台湾人の方が日本国籍を取得して「日本人」になるためには、法務大臣の許可を受ける必要があります。しかし、日本に長く住んでいるからといって、誰でも簡単に許可されるわけではありません。帰化申請の審査では、国籍法で定められたいくつかの厳しい「条件(要件)」をすべてクリアしているかどうかが、提出された大量の書類をもとに厳格にチェックされます。本ページでは、台湾人の方が日本へ帰化する際に満たすべき基本条件と、実際の法務局の審査で特に厳しく見られる「年収・ビザの残り期間・税金・交通違反」などの実務的な審査基準について、帰化専門の行政書士が詳しく解説します。

台湾人が帰化するための「7つの基本条件」とは

日本の国籍法第5条では、帰化が許可されるための最低限の基準として、以下の7つの基本要件を定めています。

  1. 住所要件: 引き続き5年以上、日本に住所があること
  2. 能力要件: 年齢が18歳以上であり、本国の法律でも成人していること
  3. 素行要件: 真面目に生活しており、前科や交通違反、税金の未納がないこと
  4. 生計要件: 自分または家族の収入で、日本で安定して暮らしていけること
  5. 重国籍防止要件: 日本国籍の取得に伴い、台湾籍を喪失(または離脱)できること
  6. 憲法遵守要件: 日本の政府を暴力で破壊するような企てをしていないこと
  7. 日本語能力要件: 日常生活や業務に支障がないレベルの日本語が話せる・書けること

これらはあくまで法律上の最低基準です。実際の審査では、申請者一人ひとりの仕事、家族構成、これまでの在留歴などを総合的に判断して可否が決まります。以下で、台湾人の方が特につまずきやすい重要要件を深掘りして解説します。

引き続き5年以上日本に住所を有すること

住所要件の基本は「連続して5年以上、日本に住んでいること」です。

ただし、単に5年間日本に住民票があったとしても、仕事の長期出張や、台湾への里帰りで日本を長期間離れていると、この「引き続き」というカウントが途中でリセットされてしまう危険があります。

日本人と結婚している方の特例(簡易帰化) 日本人と結婚されている台湾人の方(配偶者ビザや永住者ビザなどをお持ちの方)は、この住所要件が大幅に緩和されます。

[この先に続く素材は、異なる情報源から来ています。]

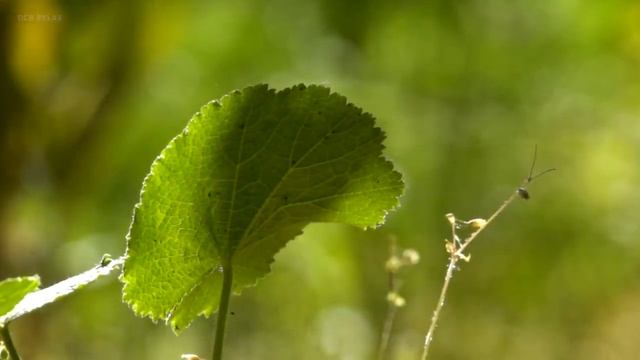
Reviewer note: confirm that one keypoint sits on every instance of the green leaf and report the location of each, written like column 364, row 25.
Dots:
column 13, row 290
column 246, row 176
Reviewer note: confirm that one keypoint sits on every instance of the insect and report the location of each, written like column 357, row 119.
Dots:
column 522, row 190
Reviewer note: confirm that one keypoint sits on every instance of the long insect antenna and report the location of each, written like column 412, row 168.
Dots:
column 533, row 163
column 541, row 173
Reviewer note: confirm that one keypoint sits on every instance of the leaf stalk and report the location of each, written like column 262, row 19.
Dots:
column 225, row 296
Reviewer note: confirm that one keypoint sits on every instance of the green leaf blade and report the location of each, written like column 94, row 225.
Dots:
column 244, row 178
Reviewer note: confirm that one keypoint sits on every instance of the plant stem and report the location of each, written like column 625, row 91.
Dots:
column 223, row 310
column 8, row 343
column 386, row 332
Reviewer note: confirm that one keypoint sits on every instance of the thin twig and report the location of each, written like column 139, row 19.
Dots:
column 457, row 252
column 391, row 307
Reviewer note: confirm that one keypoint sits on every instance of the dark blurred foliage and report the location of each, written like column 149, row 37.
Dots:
column 90, row 92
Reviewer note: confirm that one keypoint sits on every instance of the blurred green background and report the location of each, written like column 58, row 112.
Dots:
column 90, row 92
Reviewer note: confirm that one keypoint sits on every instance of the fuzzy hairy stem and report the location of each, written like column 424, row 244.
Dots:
column 455, row 255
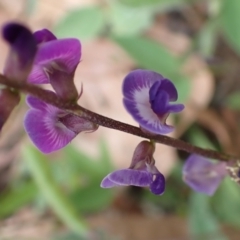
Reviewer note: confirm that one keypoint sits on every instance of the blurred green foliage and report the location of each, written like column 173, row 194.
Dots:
column 69, row 181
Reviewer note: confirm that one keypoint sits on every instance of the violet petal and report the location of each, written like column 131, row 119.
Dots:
column 133, row 177
column 137, row 83
column 45, row 131
column 159, row 104
column 44, row 35
column 158, row 185
column 65, row 53
column 146, row 118
column 169, row 87
column 107, row 183
column 202, row 175
column 23, row 48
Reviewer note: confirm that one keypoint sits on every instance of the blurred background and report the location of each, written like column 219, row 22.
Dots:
column 196, row 44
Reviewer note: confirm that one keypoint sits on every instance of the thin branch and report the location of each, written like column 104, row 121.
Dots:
column 74, row 108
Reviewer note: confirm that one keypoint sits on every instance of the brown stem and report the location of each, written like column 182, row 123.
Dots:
column 74, row 108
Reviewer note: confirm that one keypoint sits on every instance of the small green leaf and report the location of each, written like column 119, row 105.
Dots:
column 202, row 223
column 153, row 56
column 226, row 202
column 128, row 21
column 233, row 101
column 84, row 23
column 84, row 199
column 162, row 4
column 198, row 138
column 207, row 38
column 229, row 21
column 41, row 173
column 17, row 197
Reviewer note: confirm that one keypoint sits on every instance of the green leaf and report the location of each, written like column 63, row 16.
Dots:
column 162, row 4
column 233, row 101
column 229, row 21
column 84, row 199
column 83, row 164
column 202, row 223
column 226, row 202
column 12, row 200
column 198, row 138
column 105, row 158
column 84, row 23
column 153, row 56
column 207, row 38
column 41, row 173
column 128, row 21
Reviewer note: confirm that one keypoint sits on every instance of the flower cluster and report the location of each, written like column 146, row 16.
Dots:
column 41, row 58
column 142, row 171
column 147, row 97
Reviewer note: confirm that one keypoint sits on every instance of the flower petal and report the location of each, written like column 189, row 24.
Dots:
column 8, row 101
column 44, row 35
column 133, row 177
column 23, row 48
column 107, row 183
column 158, row 185
column 146, row 118
column 137, row 83
column 142, row 154
column 168, row 86
column 65, row 53
column 175, row 108
column 36, row 103
column 46, row 132
column 202, row 175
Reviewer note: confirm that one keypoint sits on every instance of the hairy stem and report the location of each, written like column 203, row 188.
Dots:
column 74, row 108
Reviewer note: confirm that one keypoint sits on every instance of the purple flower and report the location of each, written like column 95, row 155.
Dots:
column 50, row 128
column 23, row 48
column 44, row 35
column 142, row 171
column 203, row 175
column 233, row 168
column 8, row 100
column 55, row 63
column 147, row 97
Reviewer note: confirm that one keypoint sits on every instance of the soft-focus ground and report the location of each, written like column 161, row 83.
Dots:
column 101, row 71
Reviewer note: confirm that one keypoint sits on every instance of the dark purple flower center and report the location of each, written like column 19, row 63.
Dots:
column 159, row 98
column 158, row 184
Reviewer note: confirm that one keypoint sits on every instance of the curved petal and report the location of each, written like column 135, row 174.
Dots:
column 169, row 87
column 65, row 53
column 23, row 48
column 146, row 118
column 36, row 103
column 137, row 83
column 202, row 175
column 175, row 108
column 44, row 35
column 133, row 177
column 158, row 185
column 107, row 183
column 45, row 131
column 159, row 104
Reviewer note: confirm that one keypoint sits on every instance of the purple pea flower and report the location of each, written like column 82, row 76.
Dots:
column 23, row 48
column 142, row 171
column 50, row 128
column 147, row 97
column 55, row 63
column 203, row 175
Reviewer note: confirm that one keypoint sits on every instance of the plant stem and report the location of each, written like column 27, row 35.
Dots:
column 74, row 108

  • 日本在住が引き続き3年以上 であれば、5年待たずに帰化申請が可能です。この点、2026/04/01からの帰化要件厳格化を受けて国籍法7条前段(下記下線部)は、実務上無効として審査されるとの情報があります。

  • すでに婚姻生活が3年以上続いていれば、日本在住が引き続き1年以上 でも対象になります。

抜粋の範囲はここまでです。